Pretty sure it's refuted by the measured fact that collapse measurably occurs for systems far less complex than humans, without results being ever observed by humans.

If some want to claim that that's not "real" collapse and "real" collapse only occurs due to consciousness, then that's a pretty extraordinary claim requiring extraordinary evidence.

 

[kimbyd]

For why I say that collapse has been experimentally measured to occur for less complex systems, here's an example:
https://journals.aps.org/prl/abstract/10.1103/PhysRevLett.77.4887

They manually collapse the wavefunction by increasing the intensity of the light source which interacts with the effective dual-slit system they're using. The light is never observed, or even measured.

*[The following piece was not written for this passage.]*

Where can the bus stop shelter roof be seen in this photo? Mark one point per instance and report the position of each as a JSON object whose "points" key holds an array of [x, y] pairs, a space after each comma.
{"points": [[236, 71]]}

But it causes the wavefunction to collapse nevertheless.

 

[charters]

For why I say that collapse has been experimentally measured to occur for less complex systems, here's an example:
https://journals.aps.org/prl/abstract/10.1103/PhysRevLett.77.4887

They manually collapse the wavefunction by increasing the intensity of the light source which interacts with the effective dual-slit system they're using. The light is never observed, or even measured. But it causes the wavefunction to collapse nevertheless.

This only shows interference is increasingly suppressed as the atom-photon entanglement gets stronger. It does not tell us anything about if or when a nonunitary collapse occurs. Loss of interference (explained by decoherence) is not the same thing as collapse to a definite outcome/eigenstate (not explained by decoherence).